Autrement dit, ce n’est pas parce qu’une personne rapportera la preuve de la violence psychologique qu’elle subit, qu’elle obtiendra nécessairement la résidence de son enfant, ou pourra mettre en échec la résidence alternée demandée par l’autre.
C’est en effet plus compliqué que cela.
Le juge aux affaires familiales prend en considération un grand nombre de facteurs, dont la violence psychologique fait partie.
C’est pourquoi il est nécessaire de constituer un dossier, et ne pas se contenter de sa parole de victime.
A ce titre je vous renvoie à mon article « harcèlement moral et divorce ».
Il est important de tenir compte de la réalité de la pratique judiciaire :
Les travailleurs sociaux et experts qui sont amenés à rendre des rapports pour le compte de la justice, refusent bien souvent de prendre parti, et évoquent des concepts génériques, qui deviennent dans certains cas des éléments de langage : conflit de loyauté, conflit parental.
Il est ainsi demandé aux parents renvoyés dos à dos de faire preuve de maturité, et de dépasser leurs conflits.
Il peut être dans certaines situations, particulièrement douloureux pour une victime de violences psychologiques de se voir ainsi donner la leçon, et d’être jugée exactement au même niveau que le conjoint harceleur alors qu’elle a besoin d’être protégée.
C’est pourquoi il est particulièrement important dans ce type de situation de démontrer que c’est de l’enfant qu’il s’agit, de sa souffrance, et non pas de soi. Là est toute la difficulté.
Dans son évaluation de l’intérêt de l’enfant, le juge aux affaires familiales est amené, bien évidemment, à prendre en considération l’attitude des parents l’un envers l’autre, et notamment en présence des enfants.
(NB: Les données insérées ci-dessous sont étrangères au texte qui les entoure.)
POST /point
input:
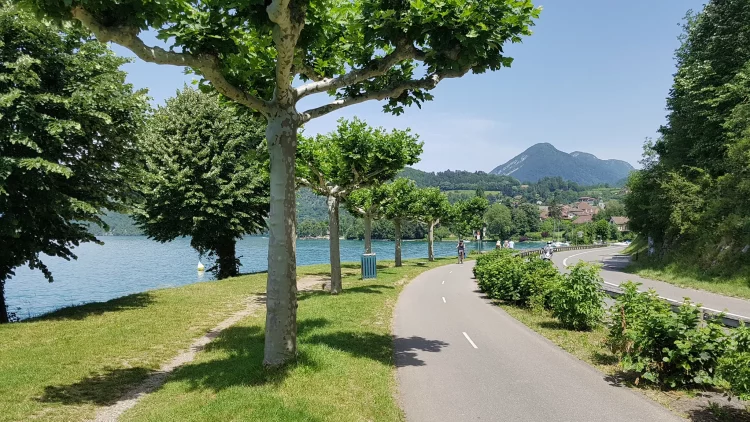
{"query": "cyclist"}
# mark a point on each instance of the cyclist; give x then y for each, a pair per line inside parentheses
(461, 251)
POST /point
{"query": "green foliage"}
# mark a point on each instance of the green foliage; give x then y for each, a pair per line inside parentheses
(499, 223)
(578, 301)
(692, 195)
(204, 176)
(503, 275)
(734, 366)
(525, 218)
(67, 127)
(354, 156)
(468, 216)
(664, 347)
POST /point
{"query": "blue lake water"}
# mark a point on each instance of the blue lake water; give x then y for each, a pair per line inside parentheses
(131, 264)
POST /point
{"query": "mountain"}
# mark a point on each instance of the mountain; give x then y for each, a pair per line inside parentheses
(544, 160)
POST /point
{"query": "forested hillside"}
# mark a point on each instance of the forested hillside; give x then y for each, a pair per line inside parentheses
(693, 195)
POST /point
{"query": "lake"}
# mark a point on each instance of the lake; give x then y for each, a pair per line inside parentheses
(131, 264)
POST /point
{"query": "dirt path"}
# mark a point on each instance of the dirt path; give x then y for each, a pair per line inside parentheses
(154, 381)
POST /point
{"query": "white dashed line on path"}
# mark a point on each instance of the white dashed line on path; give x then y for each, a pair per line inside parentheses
(469, 338)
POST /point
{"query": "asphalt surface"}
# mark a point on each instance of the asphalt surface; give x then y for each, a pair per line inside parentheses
(613, 260)
(459, 358)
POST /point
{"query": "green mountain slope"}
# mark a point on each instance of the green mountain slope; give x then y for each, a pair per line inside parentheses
(544, 160)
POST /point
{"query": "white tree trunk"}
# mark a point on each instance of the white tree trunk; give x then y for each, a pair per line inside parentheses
(333, 228)
(368, 233)
(281, 289)
(431, 242)
(397, 227)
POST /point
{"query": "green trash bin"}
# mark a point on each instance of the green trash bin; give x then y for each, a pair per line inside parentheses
(369, 266)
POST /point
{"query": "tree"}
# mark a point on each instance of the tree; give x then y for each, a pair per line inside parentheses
(352, 157)
(367, 203)
(526, 218)
(430, 207)
(499, 223)
(67, 122)
(468, 216)
(399, 208)
(204, 176)
(356, 51)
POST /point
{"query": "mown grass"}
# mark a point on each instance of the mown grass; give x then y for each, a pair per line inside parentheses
(63, 366)
(685, 273)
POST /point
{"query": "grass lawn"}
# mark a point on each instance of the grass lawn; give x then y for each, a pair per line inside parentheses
(62, 366)
(589, 346)
(684, 273)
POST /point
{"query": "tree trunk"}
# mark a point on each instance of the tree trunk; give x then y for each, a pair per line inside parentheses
(3, 310)
(333, 229)
(397, 227)
(281, 288)
(368, 234)
(226, 258)
(430, 242)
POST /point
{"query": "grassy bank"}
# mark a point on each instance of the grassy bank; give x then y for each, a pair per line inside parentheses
(64, 366)
(589, 346)
(683, 272)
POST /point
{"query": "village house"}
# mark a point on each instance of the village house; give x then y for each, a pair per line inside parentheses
(621, 223)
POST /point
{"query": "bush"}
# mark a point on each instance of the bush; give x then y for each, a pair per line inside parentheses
(578, 301)
(734, 366)
(664, 347)
(505, 276)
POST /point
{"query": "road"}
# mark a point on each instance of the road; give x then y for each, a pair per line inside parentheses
(613, 260)
(459, 358)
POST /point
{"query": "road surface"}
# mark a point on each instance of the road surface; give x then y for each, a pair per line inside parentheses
(460, 358)
(613, 260)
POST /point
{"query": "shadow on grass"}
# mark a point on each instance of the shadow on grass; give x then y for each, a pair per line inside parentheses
(240, 362)
(101, 389)
(716, 412)
(79, 312)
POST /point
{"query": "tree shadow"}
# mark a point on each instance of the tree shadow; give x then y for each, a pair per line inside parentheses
(101, 389)
(715, 412)
(405, 350)
(239, 362)
(79, 312)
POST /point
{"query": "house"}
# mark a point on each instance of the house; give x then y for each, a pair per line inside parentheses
(543, 212)
(621, 223)
(583, 219)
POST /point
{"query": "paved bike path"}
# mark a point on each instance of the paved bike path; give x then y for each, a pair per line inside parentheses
(613, 261)
(459, 358)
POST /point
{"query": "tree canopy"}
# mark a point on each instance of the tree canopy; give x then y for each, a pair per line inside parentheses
(692, 195)
(204, 176)
(68, 123)
(354, 51)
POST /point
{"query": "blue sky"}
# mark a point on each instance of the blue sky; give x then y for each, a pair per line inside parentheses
(593, 77)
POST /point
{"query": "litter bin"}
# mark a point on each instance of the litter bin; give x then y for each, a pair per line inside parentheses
(369, 266)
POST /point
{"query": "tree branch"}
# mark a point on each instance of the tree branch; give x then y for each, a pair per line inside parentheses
(285, 35)
(376, 67)
(208, 65)
(428, 82)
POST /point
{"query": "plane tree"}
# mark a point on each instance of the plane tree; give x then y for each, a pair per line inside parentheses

C’est surtout ce dernier aspect des choses qui sera pris en considération, outre bien sûre la violence psychologique directe du parent vis-à-vis de l’enfant.
A ce titre, et il faut le souligner, on voit apparaître une jurisprudence encourageante, au cas par cas.
Ainsi, un père a-t-il été jugé récemment au tribunal correctionnel de Lyon pour manipulation de ses enfants dans un conflit conjugal.
Dans cette affaire, l’expert psychiatre avait décrit précisément « le syndrome d’aliénation parentale ».

Conclusion.

Même si la lutte reste âpre, les mentalités ont changé, et le terme de violence psychologique a désormais une résonance dans l’esprit des professionnels de justice.
Il faut donc continuer à mener ce combat avec courage et ténacité, et ne pas hésiter à dénoncer ce type d’agissement qui ne relève pas que de la sphère privée, mais constitue un trouble à l’ordre public qui nécessite une réponse judiciaire ferme et adaptée.

Cyril BRANISTE Avocat

[1Article 222-33-2-1 du Code pénal / loi n°2010/769 du 9 juillet 2010.